Graduated from INSA de Lyon and holds a DEA in electromagnetism, Christophe Fourtet is a long time enthusiast of science and technology, particularly radio and electromagnetism. This passion will take him to work on multiple radio projects in companies such as Thomson, TALCO, SAGEM, MOTOROLA, as a design engineer and as a technical manager. He has been working on topics such as PMR, then pioneering digital PMR as well as digital cellular, and then 3G / LTE. In fact, caught in the 90s as many radio specialists by the wave of cellular and its quest of broadband, he made a 180 degree turn starting to work on more "frugal" and "low footprint" radio systems, combining low power and high performance for a given service.

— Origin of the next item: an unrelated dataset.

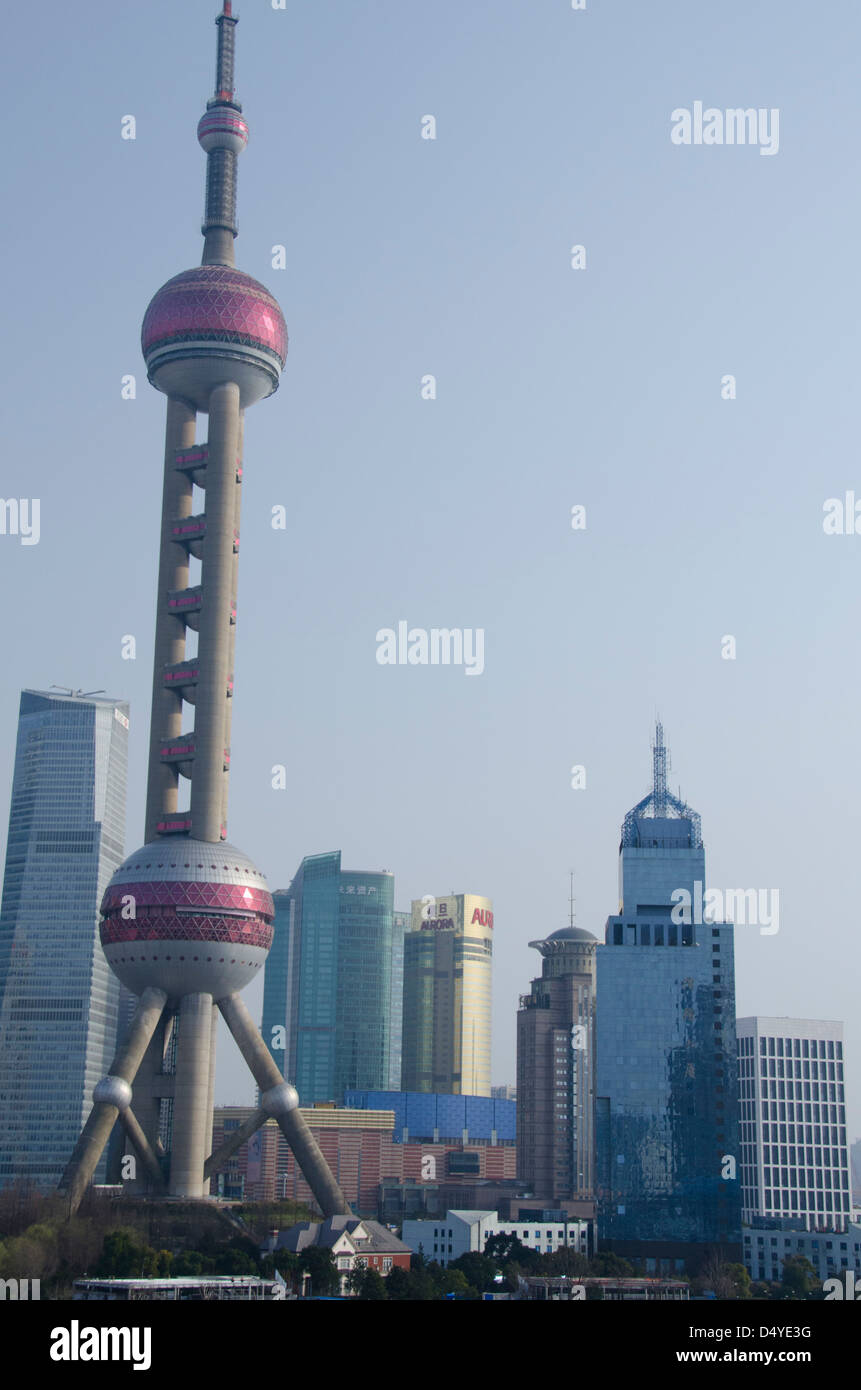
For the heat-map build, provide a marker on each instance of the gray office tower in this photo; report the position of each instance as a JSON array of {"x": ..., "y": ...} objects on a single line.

The modern UNB (Ultra Narrow Band) began to be born, and it is his meeting with Ludovic Le Moan, that triggered the spark of SIGFOX five years ago.

Abstract

The low power IoT, which will be the biggest market in IoT, requires a complete change of paradigm in radio infrastructure’s behavior and architecture. It is fundamental for the network to be “at the service” of objects, where classical radio networks impose heavy discipline on devices before any traffic. Additionally, because of required ultra low operation costs, heterogeneous shared spectrum usage will be mandatory.
Consequences of above points is the absolute necessity of using highly cognitive base station’s receivers as far as uplink is concerned, and highly flexible software defined transmitter for the downlinks. Last but not least, because of an obvious requirement for highest capacity as possible, and despite lack of discipline, those processes, or “instantiations” must be massively parallel and particularly sophisticated from signal separation stand point.
This leads to a level of SDR complexity that had never been practiced so far, where every latest technical development, in the domain of high definition A2D/D2A, signal processing architectures, digital platform, distributed computing, for instance, must be seriously considered right at the beginning of the project.